1. Process low-risk (non-powder) environmental samples taken and transported according to above procedure in a CLIA-certified laboratory using biosafety level (BSL) 2 facilities and BSL-3 safety practices.
2. Follow standardized Laboratory Response Network (LRN) Level A testing protocol http://www.asmusa.org/pcsrc/ban.asm.la.cp.102401f.pdf with modification for elution and plating as follows (per LRN Level B):

• Place each sample swab in 3 ml of sample-processing solution (0.3% Tween in PBS).
• Vortex for approximately 1 minute.
• Transfer 1.5 ml of buffer to a tube labeled "C." Label the remainder of the sample "A."
• Heat-shock the "C" tube in the 65*C water bath for 10 minutes.
• Inoculate the "A" and "C" samples onto 3 blood agar plates each using 0.1 ml inoculation volumes.
• f. Streak the plates for isolation.
• Incubate the plates at 35-37*C for 18-24 hours and examine for suspicious colonies. Identify suspicious colonies using the LRN Level A Bacillus anthracis methods referred to above.
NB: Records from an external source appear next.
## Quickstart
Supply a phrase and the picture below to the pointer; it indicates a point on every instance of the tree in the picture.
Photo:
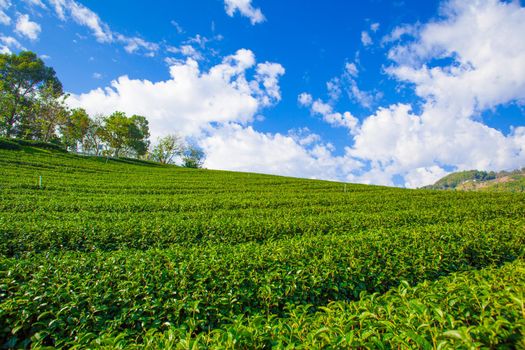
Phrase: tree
(167, 148)
(126, 134)
(193, 157)
(139, 135)
(75, 129)
(94, 135)
(22, 77)
(47, 114)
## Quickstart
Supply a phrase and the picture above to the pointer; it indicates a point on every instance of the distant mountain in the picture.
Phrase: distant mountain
(475, 180)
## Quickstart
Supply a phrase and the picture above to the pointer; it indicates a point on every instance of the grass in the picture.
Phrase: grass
(121, 253)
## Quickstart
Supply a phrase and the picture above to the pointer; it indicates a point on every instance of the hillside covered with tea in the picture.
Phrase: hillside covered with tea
(125, 253)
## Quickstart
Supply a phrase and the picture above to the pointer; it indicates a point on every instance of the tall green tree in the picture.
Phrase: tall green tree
(116, 131)
(139, 135)
(48, 113)
(128, 135)
(95, 135)
(167, 148)
(75, 129)
(193, 157)
(22, 77)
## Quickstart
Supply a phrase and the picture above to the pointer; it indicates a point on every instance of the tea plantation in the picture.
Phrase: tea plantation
(108, 253)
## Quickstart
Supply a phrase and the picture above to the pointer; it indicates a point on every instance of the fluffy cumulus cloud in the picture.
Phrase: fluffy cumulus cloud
(4, 18)
(80, 14)
(234, 147)
(481, 72)
(26, 27)
(193, 100)
(485, 72)
(7, 43)
(245, 8)
(326, 111)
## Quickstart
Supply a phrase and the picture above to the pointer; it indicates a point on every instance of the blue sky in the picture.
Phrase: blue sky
(385, 92)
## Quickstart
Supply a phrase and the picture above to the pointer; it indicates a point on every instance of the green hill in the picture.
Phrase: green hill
(475, 180)
(130, 254)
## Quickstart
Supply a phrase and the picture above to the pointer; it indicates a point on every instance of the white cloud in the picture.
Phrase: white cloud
(4, 18)
(177, 26)
(351, 69)
(25, 27)
(7, 43)
(238, 148)
(192, 99)
(37, 3)
(186, 51)
(245, 8)
(485, 72)
(100, 30)
(366, 39)
(305, 99)
(325, 110)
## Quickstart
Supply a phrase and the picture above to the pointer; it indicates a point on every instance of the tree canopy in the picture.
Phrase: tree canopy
(33, 107)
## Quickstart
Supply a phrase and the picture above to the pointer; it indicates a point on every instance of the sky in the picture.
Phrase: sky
(396, 93)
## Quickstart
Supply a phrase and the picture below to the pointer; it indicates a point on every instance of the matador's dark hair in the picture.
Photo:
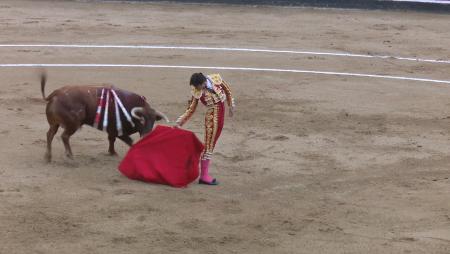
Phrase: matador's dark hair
(197, 79)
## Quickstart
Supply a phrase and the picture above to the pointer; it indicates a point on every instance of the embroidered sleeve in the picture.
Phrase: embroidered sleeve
(226, 88)
(189, 111)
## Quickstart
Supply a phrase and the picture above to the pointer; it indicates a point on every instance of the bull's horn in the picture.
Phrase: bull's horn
(162, 115)
(136, 110)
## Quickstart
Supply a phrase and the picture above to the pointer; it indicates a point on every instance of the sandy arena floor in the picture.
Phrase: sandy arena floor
(310, 163)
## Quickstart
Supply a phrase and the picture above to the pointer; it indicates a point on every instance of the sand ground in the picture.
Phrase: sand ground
(309, 164)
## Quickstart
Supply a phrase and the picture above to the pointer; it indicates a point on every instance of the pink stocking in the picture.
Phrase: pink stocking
(204, 171)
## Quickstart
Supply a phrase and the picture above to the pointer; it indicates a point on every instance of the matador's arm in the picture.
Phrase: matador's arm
(189, 112)
(227, 90)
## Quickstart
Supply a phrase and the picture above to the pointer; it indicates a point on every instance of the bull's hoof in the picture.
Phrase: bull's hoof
(48, 158)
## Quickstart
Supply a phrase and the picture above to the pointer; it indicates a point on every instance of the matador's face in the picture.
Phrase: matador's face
(201, 86)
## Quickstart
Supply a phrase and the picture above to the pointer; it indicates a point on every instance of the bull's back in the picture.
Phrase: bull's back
(73, 103)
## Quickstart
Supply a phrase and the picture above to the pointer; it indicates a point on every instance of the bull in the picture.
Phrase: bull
(70, 107)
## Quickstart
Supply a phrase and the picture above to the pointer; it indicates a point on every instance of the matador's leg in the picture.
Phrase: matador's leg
(213, 128)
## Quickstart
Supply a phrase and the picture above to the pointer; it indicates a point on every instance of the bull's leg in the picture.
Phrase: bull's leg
(111, 149)
(127, 140)
(65, 137)
(50, 134)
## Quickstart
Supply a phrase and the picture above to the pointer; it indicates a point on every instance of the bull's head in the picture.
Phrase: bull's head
(147, 117)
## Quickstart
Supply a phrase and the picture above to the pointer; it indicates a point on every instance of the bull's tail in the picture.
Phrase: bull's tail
(43, 81)
(161, 115)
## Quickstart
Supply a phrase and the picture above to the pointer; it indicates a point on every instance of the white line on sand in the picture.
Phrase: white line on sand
(227, 68)
(342, 54)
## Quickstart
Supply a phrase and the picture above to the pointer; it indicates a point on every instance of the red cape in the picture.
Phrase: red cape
(166, 156)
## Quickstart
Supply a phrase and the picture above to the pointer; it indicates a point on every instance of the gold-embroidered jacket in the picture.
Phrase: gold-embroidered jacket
(209, 97)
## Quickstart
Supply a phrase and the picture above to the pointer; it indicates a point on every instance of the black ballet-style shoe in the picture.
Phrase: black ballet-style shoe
(214, 182)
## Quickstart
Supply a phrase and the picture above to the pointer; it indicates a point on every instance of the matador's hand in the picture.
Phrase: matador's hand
(231, 111)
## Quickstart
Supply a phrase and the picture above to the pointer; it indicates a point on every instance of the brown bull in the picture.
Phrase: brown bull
(73, 106)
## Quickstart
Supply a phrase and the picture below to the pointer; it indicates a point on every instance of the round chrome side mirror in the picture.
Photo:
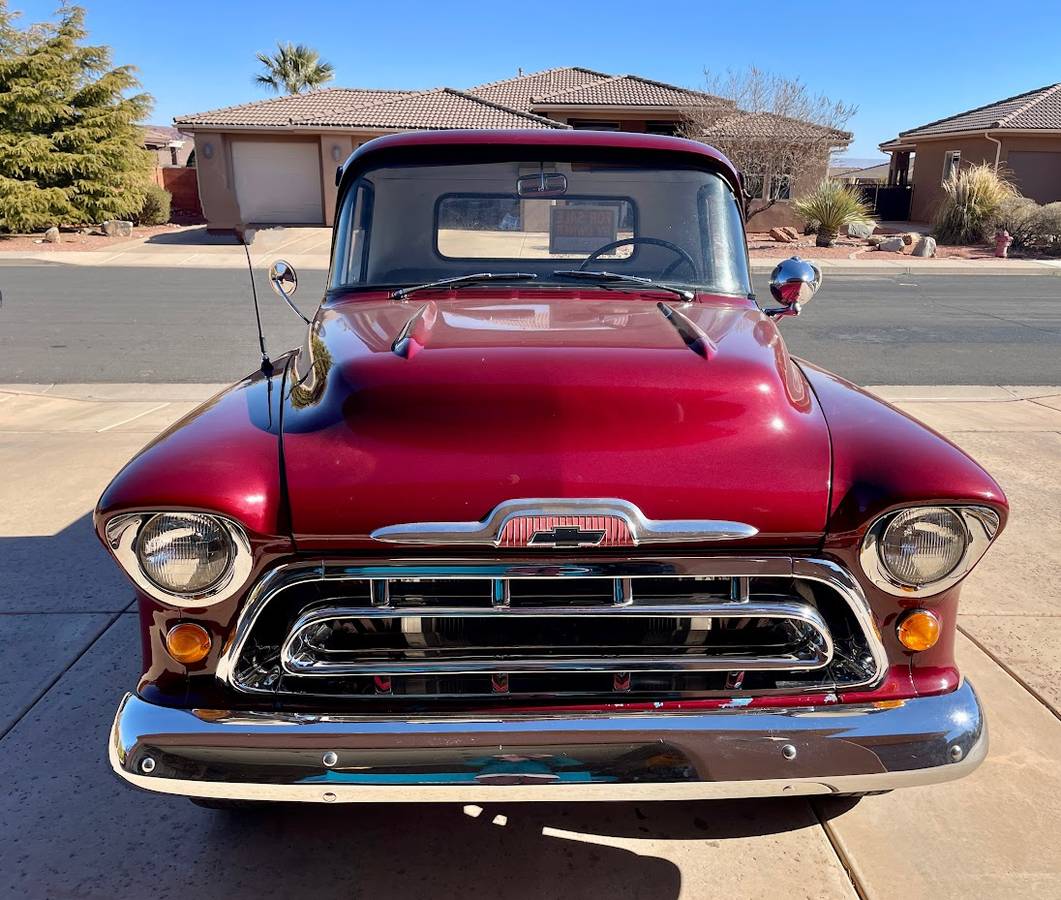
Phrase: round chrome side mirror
(284, 281)
(283, 278)
(793, 282)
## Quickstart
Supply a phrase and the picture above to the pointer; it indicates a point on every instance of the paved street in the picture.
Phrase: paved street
(69, 829)
(152, 324)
• Remove the swab from the transport container and place into 1.5 ml of sterile saline or a nutrient broth such as trypticase soy broth, brain heart infusion broth, or equivalent. Vigorously twist the swab, and recap the tube.
• Leave the swab in the tube. Place the broth suspension into a 65*C water bath for 30 minutes.
• Plate 0.1-0.2 ml of broth on 5% sheep blood agar plate and incubate at 35-37C for 18-24 hours. Many B. anthracis will have visible growth in 12-18 hours; observe for characteristics of B. anthracis.
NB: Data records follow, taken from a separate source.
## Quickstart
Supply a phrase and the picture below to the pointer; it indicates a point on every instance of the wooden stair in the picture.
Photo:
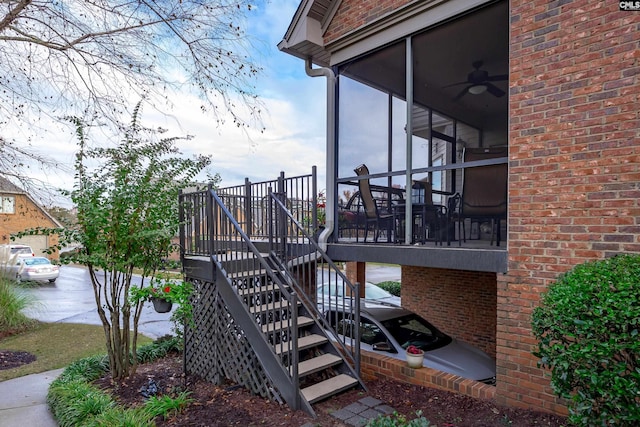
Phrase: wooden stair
(321, 367)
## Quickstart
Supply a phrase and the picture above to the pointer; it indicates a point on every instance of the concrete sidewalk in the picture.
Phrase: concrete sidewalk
(23, 401)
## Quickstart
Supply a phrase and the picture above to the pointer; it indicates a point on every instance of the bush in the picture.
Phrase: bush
(398, 420)
(75, 401)
(587, 327)
(392, 287)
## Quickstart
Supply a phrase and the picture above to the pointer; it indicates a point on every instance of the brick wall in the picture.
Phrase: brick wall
(27, 215)
(376, 366)
(460, 303)
(574, 152)
(354, 14)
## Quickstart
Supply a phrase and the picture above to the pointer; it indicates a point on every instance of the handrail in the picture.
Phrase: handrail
(248, 201)
(301, 256)
(229, 246)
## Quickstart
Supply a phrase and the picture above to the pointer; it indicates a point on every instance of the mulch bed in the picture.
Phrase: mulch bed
(229, 405)
(12, 359)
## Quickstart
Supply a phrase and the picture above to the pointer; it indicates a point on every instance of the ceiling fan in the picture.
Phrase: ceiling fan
(479, 81)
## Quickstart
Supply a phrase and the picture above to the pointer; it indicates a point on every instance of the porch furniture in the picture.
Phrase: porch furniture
(376, 217)
(484, 192)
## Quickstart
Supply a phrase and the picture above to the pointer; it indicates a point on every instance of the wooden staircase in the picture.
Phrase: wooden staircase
(254, 322)
(322, 371)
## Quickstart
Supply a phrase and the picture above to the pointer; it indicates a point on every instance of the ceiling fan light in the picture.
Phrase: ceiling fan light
(477, 89)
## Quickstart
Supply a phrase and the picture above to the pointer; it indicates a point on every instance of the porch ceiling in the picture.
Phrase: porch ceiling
(444, 56)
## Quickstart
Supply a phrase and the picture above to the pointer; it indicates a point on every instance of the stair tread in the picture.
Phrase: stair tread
(276, 305)
(247, 273)
(276, 326)
(329, 387)
(264, 288)
(318, 363)
(306, 342)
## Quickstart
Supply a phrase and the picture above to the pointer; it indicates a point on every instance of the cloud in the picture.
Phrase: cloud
(293, 141)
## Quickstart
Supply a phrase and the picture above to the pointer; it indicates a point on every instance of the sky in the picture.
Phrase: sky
(295, 120)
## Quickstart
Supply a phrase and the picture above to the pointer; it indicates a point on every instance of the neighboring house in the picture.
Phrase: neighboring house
(19, 212)
(413, 84)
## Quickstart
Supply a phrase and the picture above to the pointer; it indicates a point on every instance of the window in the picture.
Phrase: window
(7, 204)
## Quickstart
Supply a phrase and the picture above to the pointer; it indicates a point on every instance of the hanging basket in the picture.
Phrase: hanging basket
(161, 305)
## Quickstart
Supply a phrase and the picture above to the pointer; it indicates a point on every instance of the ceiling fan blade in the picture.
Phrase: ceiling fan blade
(498, 78)
(456, 84)
(494, 90)
(461, 94)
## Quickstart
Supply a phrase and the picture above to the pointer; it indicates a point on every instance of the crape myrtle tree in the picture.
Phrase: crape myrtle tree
(127, 214)
(92, 58)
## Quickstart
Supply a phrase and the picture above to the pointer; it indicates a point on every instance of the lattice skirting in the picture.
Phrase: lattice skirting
(215, 348)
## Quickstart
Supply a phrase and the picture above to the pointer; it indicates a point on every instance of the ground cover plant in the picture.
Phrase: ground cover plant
(588, 326)
(12, 299)
(74, 400)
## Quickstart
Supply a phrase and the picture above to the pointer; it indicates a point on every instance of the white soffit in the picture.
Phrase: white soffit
(385, 31)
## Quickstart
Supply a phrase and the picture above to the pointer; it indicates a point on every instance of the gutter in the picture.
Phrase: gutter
(331, 149)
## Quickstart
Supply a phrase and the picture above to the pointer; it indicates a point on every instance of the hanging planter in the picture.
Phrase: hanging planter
(161, 305)
(415, 357)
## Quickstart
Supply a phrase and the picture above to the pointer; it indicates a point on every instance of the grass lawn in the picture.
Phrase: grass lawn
(56, 345)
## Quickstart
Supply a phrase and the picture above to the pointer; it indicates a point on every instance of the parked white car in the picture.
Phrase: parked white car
(32, 268)
(22, 250)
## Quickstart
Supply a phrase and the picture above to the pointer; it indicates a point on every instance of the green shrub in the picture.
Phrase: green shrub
(587, 328)
(167, 406)
(392, 287)
(398, 420)
(75, 401)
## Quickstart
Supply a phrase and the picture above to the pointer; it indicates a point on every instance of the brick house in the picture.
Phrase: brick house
(413, 84)
(19, 212)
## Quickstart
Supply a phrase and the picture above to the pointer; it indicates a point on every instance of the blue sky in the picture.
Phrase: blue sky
(294, 139)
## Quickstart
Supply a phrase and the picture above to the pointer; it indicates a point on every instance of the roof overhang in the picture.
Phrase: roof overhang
(304, 37)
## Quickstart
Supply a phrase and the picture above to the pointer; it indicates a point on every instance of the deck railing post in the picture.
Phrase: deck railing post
(248, 211)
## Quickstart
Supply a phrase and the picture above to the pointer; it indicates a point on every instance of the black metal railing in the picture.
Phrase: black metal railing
(209, 229)
(323, 288)
(248, 202)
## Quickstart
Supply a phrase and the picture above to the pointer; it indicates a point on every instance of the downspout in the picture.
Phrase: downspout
(330, 187)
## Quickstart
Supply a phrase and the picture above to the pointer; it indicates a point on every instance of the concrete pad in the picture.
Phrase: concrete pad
(23, 400)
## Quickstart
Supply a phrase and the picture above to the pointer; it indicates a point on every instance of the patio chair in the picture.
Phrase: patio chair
(484, 192)
(377, 218)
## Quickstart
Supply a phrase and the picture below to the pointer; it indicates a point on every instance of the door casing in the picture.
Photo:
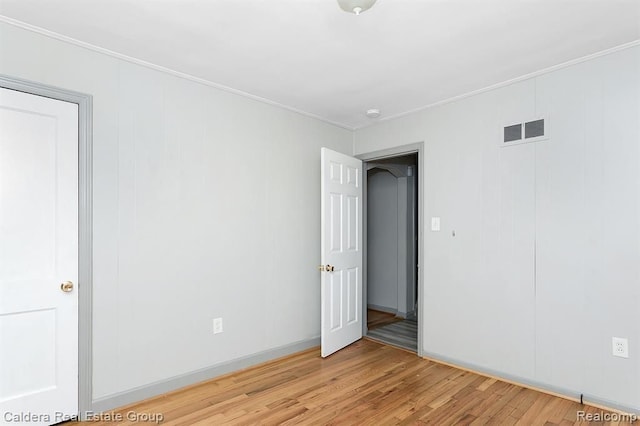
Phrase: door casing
(85, 224)
(379, 155)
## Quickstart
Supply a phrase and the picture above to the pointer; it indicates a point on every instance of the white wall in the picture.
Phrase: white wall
(382, 241)
(545, 265)
(206, 204)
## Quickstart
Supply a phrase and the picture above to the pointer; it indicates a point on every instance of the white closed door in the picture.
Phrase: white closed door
(341, 251)
(38, 259)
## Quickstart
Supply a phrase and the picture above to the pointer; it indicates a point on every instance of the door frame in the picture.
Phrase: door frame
(367, 157)
(85, 225)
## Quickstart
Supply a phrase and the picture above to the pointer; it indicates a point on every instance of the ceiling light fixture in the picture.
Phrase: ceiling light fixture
(356, 6)
(373, 113)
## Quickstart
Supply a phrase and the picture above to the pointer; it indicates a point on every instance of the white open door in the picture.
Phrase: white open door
(38, 259)
(341, 250)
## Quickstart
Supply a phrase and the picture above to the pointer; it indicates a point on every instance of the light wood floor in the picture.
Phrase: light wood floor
(365, 384)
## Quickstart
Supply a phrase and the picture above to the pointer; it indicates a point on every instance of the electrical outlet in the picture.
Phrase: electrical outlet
(620, 347)
(217, 325)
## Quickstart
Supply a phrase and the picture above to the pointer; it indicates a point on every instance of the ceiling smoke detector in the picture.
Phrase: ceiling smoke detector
(373, 113)
(356, 6)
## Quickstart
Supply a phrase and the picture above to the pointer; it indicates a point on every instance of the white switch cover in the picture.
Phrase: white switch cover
(620, 347)
(217, 325)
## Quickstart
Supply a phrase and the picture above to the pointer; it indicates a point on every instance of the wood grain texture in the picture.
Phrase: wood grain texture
(366, 383)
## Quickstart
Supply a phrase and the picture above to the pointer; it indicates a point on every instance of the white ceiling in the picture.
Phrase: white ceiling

All culture isolates that cannot be ruled out and are therefore presumptively positive should be referred to an LRN State Public Health Laboratory for confirmatory testing by the LRN Level B protocol and standardized algorithm for identification of Bacillus anthracis.
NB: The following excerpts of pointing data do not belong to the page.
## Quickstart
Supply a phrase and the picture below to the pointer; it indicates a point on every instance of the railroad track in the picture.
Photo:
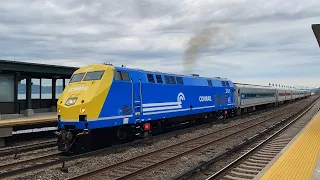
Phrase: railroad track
(254, 159)
(10, 170)
(25, 148)
(12, 167)
(131, 168)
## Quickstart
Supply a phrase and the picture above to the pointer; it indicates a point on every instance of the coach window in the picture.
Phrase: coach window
(159, 79)
(150, 78)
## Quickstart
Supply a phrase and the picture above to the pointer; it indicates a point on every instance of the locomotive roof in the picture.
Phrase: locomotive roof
(172, 74)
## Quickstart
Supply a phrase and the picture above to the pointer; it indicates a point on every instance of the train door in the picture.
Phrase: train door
(137, 100)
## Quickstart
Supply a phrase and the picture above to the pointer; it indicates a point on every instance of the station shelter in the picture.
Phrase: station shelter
(13, 72)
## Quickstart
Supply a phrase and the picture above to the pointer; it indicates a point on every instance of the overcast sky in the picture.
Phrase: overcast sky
(248, 41)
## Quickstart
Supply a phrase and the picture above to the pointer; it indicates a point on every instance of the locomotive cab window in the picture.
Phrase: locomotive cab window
(76, 77)
(150, 78)
(96, 75)
(172, 80)
(122, 76)
(180, 80)
(159, 79)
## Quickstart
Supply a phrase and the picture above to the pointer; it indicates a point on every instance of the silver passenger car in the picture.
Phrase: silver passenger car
(250, 97)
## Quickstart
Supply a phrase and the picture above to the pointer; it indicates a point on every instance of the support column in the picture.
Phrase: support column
(28, 93)
(63, 83)
(15, 98)
(53, 106)
(28, 111)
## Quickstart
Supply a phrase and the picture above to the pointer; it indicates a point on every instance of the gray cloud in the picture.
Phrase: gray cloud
(270, 38)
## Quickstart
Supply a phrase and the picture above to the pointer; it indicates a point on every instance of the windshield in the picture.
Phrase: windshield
(96, 75)
(76, 77)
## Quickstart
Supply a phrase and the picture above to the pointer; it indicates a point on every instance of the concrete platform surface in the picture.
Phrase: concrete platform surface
(37, 118)
(300, 159)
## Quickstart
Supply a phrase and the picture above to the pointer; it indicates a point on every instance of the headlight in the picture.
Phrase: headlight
(71, 101)
(82, 110)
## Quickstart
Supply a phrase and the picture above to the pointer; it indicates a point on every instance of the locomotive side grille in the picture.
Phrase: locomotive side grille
(126, 110)
(220, 99)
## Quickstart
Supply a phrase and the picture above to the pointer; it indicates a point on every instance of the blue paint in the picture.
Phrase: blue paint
(159, 100)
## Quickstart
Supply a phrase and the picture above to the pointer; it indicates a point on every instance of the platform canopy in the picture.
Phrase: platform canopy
(316, 31)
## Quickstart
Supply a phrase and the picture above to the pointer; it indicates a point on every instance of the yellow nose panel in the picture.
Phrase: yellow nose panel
(85, 97)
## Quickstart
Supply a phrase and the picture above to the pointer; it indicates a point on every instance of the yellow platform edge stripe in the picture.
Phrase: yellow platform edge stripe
(300, 158)
(15, 122)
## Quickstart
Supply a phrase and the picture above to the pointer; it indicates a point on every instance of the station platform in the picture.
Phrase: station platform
(38, 122)
(299, 159)
(38, 118)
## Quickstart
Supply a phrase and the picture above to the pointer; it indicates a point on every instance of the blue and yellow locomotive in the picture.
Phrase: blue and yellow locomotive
(102, 102)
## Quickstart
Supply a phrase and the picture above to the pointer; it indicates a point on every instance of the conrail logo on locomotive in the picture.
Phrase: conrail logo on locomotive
(180, 97)
(79, 88)
(205, 98)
Collecting Samples with a HEPA Vacuum Cleaner

The following steps should be used to collect samples for laboratory culture from large porous or non-porous surfaces such as carpeting, ceiling tiles, ventilation systems, and papers.

1. Don sterile non-powdered nitrile or vinyl examination gloves over the gloves that are part of the standard PPE and clothing.
2. Insert a cone-shaped filtering Alsock® (dust collection trap manufactured by Healthy Home Air or equivalent)* into the vacuum cleaner nozzle.
3. Fold the plastic sleeve over the outside of the nozzle, and secure it with tape or an elastic band.
4. HEPA-vacuum the surface. Note: 1-2 tablespoons of vacuumed debris are needed. Technique: Make one pass of the entire sampling area at a slow rate (12 inches per 5 seconds).
5. Record the following items:
   •Measured size of the area sampled
   •Type of sample
   •Time and date of sample
   •Name of person collecting sample
6. After collecting the sample, remove the tape or elastic band and discard these items as contaminated waste.
7. Remove the cone-shaped dust collection trap, and place it in a self-sealing bag (such as a Ziploc® bag or Whirlpak®),* or roll the filter and place it in a sterile conical vial.
8. Place the sample in a clean self-sealing bag and label it.
9. Clean the outside of the sealed bag with a 0.5-0.6% (5,000-6,000 ppm) sodium hypochlorite solution just prior to leaving the contaminated area. Typical household bleach sold in the United States contains about 5.25-6% (52,500-60,000 ppm) sodium hypochlorite. The disinfection solution is made by adding 1 part household bleach to 9 parts water (a 1:10 dilution). Final solutions should be in a pH range of ~6-8. Clorox® bleach diluted 1:10 meets these requirements. When using other brands, one should confirm the buffering capacity and sodium hypochlorite concentrations.
10. Place the cleaned sealed bag in another unused self-sealing bag.
    
    To collect another sample, change gloves and clean the nozzle with the bleach solution followed by alcohol to prevent cross-contamination, and repeat steps 1-10.
11. Prepare samples for shipping according to CDC guidelines
    (http://www.cdc.gov/od/ohs/biosfty/shipregs.htm
    http://www.bt.cdc.gov/LabIssues/PackagingInfo.pdf)
    and submit the samples to the laboratory for analysis.
12. Transport samples to the laboratory at ambient temperature.
13. Maintain appropriate chain-of-custody documentation and procedure.

*Use of trade names is for identification and information only and does not constitute an endorsement by the Department of Health and Human Services or the Centers for Disease Control and Prevention.